The Financial Reporting Council (FRC), in partnership with the Integrity Organisation/Convention on Business Integrity (CBI) and the United Nations Global Compact Network Nigeria has launched the Small Medium Enterprise (SME) Anti-Corruption and Corporate Governance Standards Project which is funded by the MacArthur Foundation.
The project aims to set standards for corporate governance, ethics, and sustainability to guide the direction, control, and management of SMEs in Nigeria, enhance their competitiveness, and achieve long-term success and value creation responsibly and sustainably.
With SMEs constituting nearly 96 per cent of businesses in Nigeria, most of them are largely poorly governed, making it difficult to secure the capital needed for growth. Also, Nigeria’s challenging business environment creates pressures to adopt practices where complacency, shortcuts, corruption, nepotism, and discrimination flourish.
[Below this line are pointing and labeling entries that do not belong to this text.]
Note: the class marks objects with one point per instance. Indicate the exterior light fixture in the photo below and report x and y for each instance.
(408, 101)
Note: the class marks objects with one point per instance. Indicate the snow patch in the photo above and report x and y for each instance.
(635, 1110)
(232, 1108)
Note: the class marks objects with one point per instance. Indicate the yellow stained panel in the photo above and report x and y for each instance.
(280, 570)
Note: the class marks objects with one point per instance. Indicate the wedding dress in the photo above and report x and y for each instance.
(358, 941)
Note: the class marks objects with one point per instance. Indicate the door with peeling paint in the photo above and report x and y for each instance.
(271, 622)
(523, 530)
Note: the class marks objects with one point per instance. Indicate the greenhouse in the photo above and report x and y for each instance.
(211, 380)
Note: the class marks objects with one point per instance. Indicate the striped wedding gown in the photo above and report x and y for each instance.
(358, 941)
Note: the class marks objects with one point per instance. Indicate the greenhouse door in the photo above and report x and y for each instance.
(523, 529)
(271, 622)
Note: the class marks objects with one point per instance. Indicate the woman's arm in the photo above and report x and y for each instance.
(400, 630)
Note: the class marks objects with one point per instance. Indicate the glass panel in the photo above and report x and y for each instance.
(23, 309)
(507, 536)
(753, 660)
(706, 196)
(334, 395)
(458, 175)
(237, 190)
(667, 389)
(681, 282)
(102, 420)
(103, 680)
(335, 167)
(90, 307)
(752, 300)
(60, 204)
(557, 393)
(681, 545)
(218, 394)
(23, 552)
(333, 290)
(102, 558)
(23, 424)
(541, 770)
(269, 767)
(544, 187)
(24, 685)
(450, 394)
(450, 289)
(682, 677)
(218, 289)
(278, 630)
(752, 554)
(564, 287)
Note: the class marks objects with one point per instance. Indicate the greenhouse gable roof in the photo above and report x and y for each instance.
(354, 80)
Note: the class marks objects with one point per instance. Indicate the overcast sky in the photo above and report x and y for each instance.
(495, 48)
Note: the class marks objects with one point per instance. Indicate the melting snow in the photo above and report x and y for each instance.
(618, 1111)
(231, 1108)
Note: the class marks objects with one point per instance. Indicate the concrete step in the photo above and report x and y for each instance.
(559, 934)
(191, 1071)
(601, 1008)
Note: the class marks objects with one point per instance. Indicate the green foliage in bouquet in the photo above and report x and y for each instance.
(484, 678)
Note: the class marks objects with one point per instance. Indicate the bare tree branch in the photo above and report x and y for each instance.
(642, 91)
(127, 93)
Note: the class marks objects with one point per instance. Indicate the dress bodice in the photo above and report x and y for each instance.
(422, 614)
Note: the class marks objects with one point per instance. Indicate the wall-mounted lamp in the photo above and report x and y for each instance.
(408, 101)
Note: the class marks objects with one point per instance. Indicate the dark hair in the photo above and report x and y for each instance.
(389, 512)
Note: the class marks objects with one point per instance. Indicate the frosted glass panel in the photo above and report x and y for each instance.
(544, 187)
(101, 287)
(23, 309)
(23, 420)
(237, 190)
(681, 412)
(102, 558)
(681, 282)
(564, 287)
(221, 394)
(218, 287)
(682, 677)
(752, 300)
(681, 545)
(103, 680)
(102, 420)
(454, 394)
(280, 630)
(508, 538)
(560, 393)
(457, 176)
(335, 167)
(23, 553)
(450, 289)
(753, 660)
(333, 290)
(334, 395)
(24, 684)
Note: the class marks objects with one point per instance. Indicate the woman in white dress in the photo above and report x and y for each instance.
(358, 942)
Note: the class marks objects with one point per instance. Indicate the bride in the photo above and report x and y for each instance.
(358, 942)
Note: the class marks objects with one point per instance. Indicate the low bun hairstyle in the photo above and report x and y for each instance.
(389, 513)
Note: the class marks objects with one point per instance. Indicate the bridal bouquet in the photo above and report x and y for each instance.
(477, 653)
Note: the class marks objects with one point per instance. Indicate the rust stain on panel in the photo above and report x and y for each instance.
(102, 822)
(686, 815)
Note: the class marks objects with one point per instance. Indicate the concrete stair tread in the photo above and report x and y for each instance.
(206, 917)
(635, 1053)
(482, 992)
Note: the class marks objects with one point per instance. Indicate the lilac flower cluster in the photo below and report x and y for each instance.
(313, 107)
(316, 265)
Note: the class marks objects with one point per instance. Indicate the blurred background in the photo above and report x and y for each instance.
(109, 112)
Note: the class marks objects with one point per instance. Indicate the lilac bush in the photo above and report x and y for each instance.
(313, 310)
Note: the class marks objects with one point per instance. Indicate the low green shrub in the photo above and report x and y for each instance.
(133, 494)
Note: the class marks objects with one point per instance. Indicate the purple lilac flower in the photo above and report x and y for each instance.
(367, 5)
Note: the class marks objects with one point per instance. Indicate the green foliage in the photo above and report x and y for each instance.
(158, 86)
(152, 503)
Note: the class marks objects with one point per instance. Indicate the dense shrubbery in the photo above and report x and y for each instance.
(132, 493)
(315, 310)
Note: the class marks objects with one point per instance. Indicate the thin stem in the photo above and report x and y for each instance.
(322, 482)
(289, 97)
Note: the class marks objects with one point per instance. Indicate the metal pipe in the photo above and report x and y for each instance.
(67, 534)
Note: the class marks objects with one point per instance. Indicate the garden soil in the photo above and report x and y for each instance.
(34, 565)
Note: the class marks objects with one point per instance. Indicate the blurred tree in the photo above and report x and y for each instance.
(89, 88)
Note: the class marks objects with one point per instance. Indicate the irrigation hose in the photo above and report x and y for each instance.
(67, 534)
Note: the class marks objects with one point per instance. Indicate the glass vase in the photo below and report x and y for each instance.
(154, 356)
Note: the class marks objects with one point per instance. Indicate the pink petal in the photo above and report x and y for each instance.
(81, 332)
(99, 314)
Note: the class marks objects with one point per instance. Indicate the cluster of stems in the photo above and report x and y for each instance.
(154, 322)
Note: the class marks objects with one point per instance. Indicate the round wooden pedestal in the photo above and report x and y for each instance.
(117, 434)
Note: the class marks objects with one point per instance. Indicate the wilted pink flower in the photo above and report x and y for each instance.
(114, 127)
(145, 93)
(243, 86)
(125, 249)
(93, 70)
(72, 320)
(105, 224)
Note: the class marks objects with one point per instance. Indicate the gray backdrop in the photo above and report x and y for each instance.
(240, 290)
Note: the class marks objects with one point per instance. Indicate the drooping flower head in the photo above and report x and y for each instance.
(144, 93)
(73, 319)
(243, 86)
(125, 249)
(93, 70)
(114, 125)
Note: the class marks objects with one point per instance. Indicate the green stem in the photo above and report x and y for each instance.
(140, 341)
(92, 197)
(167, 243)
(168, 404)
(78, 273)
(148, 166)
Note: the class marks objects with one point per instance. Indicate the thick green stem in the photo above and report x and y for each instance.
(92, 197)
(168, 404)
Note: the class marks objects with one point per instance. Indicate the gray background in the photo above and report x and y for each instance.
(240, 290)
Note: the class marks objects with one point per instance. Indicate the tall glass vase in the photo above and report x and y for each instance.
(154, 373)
These practices create a cyclical effect, compromising SMEs’ ability to achieve and sustain high-performance outcomes, hobbling their ability to source funds, and eroding their capacity to compete in the African Continental Free Trade Area (AfCFTA) and beyond.
Standards Project intends to change this narrative using a data-driven approach.
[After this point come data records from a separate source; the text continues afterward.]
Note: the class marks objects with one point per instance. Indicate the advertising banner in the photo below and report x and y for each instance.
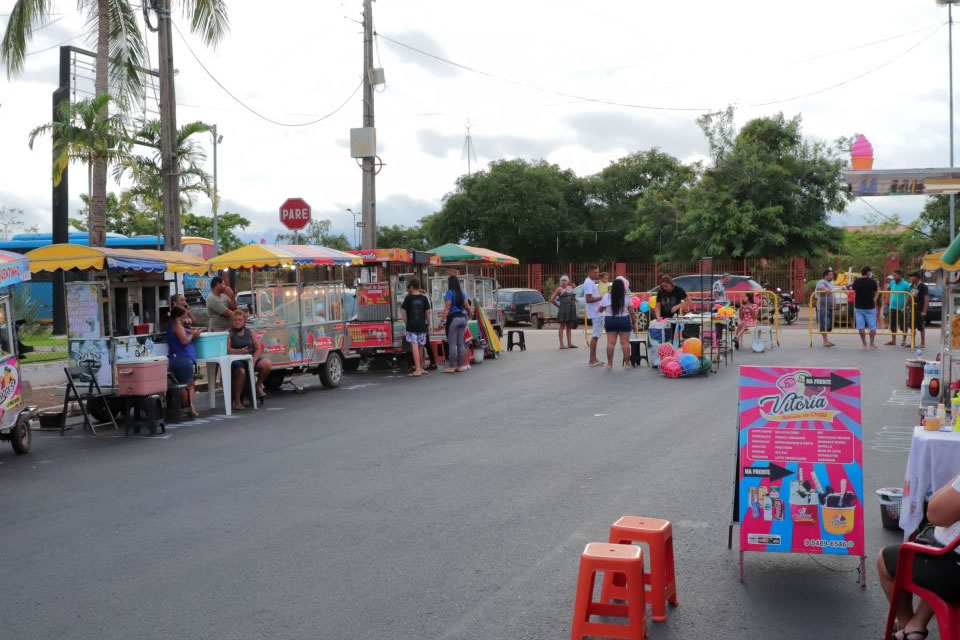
(800, 462)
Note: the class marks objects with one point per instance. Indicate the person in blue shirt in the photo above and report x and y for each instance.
(899, 301)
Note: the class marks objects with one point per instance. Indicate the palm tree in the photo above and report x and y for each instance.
(83, 132)
(120, 54)
(145, 171)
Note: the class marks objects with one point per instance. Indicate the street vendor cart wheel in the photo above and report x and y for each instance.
(20, 436)
(332, 370)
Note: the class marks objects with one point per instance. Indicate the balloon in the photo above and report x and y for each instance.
(665, 351)
(690, 363)
(694, 346)
(673, 369)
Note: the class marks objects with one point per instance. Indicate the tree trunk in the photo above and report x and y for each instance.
(98, 197)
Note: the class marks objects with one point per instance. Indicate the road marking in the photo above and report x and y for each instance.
(894, 439)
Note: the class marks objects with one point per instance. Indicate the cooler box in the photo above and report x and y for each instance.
(211, 344)
(142, 376)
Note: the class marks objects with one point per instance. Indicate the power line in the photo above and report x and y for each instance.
(251, 109)
(655, 107)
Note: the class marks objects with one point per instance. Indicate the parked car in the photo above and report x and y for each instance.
(935, 303)
(515, 303)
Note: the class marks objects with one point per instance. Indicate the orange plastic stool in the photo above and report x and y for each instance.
(658, 536)
(626, 561)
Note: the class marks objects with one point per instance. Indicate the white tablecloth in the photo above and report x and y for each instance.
(224, 363)
(934, 461)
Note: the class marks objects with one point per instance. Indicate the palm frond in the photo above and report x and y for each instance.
(208, 19)
(25, 17)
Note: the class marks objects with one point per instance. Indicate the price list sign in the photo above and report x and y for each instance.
(800, 463)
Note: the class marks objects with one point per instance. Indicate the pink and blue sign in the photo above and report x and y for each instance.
(800, 463)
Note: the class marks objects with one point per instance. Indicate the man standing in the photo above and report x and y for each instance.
(221, 303)
(899, 296)
(592, 298)
(720, 289)
(921, 299)
(866, 290)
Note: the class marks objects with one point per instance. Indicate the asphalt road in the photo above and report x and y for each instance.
(446, 507)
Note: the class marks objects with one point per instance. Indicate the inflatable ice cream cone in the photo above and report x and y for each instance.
(861, 154)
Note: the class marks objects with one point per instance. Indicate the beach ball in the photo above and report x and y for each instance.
(672, 369)
(665, 351)
(694, 346)
(690, 363)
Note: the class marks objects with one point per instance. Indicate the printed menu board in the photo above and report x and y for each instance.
(83, 310)
(800, 463)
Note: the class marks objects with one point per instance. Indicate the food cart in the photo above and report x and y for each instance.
(121, 309)
(15, 415)
(298, 300)
(378, 329)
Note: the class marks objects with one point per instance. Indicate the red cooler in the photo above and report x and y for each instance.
(143, 376)
(915, 373)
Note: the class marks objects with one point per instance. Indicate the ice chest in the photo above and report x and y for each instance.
(142, 376)
(211, 344)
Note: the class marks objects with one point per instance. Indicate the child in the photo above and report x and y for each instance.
(747, 316)
(416, 316)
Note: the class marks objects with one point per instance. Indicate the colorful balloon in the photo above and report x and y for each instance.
(694, 346)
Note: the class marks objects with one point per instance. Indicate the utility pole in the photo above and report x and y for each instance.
(216, 194)
(170, 162)
(369, 203)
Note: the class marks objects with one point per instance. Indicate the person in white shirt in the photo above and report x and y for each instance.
(940, 574)
(591, 298)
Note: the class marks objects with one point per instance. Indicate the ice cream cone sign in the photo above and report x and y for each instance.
(861, 154)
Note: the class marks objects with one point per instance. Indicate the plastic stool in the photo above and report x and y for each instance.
(626, 561)
(520, 342)
(658, 536)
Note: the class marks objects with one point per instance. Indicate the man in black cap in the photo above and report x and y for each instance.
(865, 291)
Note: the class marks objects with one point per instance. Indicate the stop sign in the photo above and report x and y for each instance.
(294, 213)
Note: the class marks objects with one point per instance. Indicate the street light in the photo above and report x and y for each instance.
(950, 4)
(217, 139)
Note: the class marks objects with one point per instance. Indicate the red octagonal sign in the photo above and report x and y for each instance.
(295, 213)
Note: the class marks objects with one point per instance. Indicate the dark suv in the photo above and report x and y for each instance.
(515, 303)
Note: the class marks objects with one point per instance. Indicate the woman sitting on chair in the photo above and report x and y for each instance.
(940, 574)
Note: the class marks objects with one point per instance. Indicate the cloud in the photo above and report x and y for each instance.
(608, 131)
(424, 42)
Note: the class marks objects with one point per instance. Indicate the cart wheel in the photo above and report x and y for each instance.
(332, 371)
(20, 436)
(274, 381)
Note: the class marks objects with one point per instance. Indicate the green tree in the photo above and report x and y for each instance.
(770, 193)
(531, 210)
(144, 171)
(401, 237)
(120, 51)
(317, 232)
(227, 224)
(85, 131)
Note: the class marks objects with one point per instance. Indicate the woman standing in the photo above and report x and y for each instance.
(618, 320)
(456, 310)
(243, 342)
(182, 354)
(565, 298)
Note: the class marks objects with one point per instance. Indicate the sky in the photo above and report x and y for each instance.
(578, 84)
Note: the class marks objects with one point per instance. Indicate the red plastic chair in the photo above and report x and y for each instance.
(948, 615)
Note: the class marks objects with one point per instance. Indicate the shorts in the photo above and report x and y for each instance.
(940, 574)
(597, 327)
(417, 338)
(182, 369)
(617, 324)
(866, 319)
Accordingly, FRC, CBi and UNGC-NN will, through this Project, develop a replicable and scalable framework to enhance good corporate governance (anti-corruption, sustainability, and social equity inclusive) practices that would lead to a value creation strategy for all SMEs in Nigeria and increase their competitiveness, survival, growth, and succession.
In the initial implementation, participating Future-Forward Companies will receive hands-on, personalised guidance and assistance to comply with the standards.
Given the pivotal role SMEs play in driving Nigeria’s economic development, poverty reduction, job creation, economic emancipation, and overall well-being, the Project seeks to prove that it is possible – and profitable – for small businesses to do the right things, the right way, in the Nigerian marketplace.